À Bali, terre de riche culture musicale, la tradition a force de loi depuis des temps immémoriaux au nom d'une conception religieuse qui fait des instruments et des sons qu'on en tire des manifestations « pituron », c'est-à-dire « descendues du ciel ». Dans les plus petits villages, on rencontre des ensembles semblables aux gamelans javanais et dont les exécutants se transmettent le répertoire et la technique par le simple jeu d'une pratique à laquelle on participe dès le plus jeune âge. Les instruments y sont, à peu de chose près, ceux des Javanais : souling (flûte), rebab, gongs de différentes tailles, lames de métal et tambours coniques. Comme à Java également, la musique est pentatonique, malgré l'existence d'une gamme heptatonique dans la musique rituelle accompagnant le chant du kidung et à laquelle participe l'ensemble saron (ou tjaruk : 2 gangsas à 7 touches en bronze, 1 saron menanga à 7 touches de bambou et 1 saron pengulu à 8 touches), uniquement joué par des prêtres. Le même caractère sacré s'attache, du reste, aux autres ensembles (selunding, gamhang ou gong luang) spécialisés dans cette musique rituelle, riche d'éléments autochtones balinais.

   Autrefois influencée par les gamelans javanais apportés par les émigrants hindous, la musique classique balinaise a évolué d'une manière originale qui la rend aujourd'hui bien différente de celle de Java, et les gamelans y sont beaucoup plus divers. Le gambuh est celui qui accompagne l'opéra balinais et comprend deux grandes flûtes (suling gambuh), le rebab et de nombreuses percussions. Le gong gédé est celui des cérémonies et ne comprend ni rebab ni suling, instruments peu conformes à son caractère solennel, même quand il accompagne le topeng (jeu de masques évoquant le passé des princes). Le gender wayang, utilisé pour illustrer le jeu d'ombres wayang kulit, où sont récitées les épopées du Ramayana et du Mahabharata, comprend quatre genders et des percussions, et le gamelan angklung, utilisé pour les cérémonies funèbres, se réserve une gamme de 4 sons répartis entre les différents genders, une petite flûte et des tambours minuscules.

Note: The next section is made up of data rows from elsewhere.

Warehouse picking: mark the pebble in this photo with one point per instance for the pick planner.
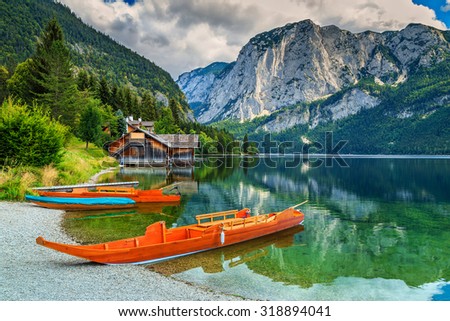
(29, 272)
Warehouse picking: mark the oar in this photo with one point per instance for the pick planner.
(300, 204)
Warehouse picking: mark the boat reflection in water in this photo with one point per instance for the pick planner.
(218, 260)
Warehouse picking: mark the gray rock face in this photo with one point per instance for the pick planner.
(303, 62)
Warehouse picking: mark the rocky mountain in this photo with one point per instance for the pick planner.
(304, 74)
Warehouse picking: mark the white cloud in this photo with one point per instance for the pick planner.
(446, 8)
(180, 35)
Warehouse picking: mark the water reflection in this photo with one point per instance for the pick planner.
(376, 230)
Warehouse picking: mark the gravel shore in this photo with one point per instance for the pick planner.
(29, 272)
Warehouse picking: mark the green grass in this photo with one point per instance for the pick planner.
(78, 165)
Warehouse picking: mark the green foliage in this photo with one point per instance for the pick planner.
(166, 124)
(29, 136)
(18, 84)
(4, 75)
(90, 127)
(90, 50)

   Les dernières décennies ont vu, cependant, se modifier, sous des influences diverses, la musique traditionnelle de Bali. Le style kebijar a notamment imposé une violence d'accentuation et de rythmes qui en a altéré considérablement la physionomie, entraînant des innovations plus discutables, telles que le djoged grantang ou le djanger dérivé des cérémonies d'exorcisme.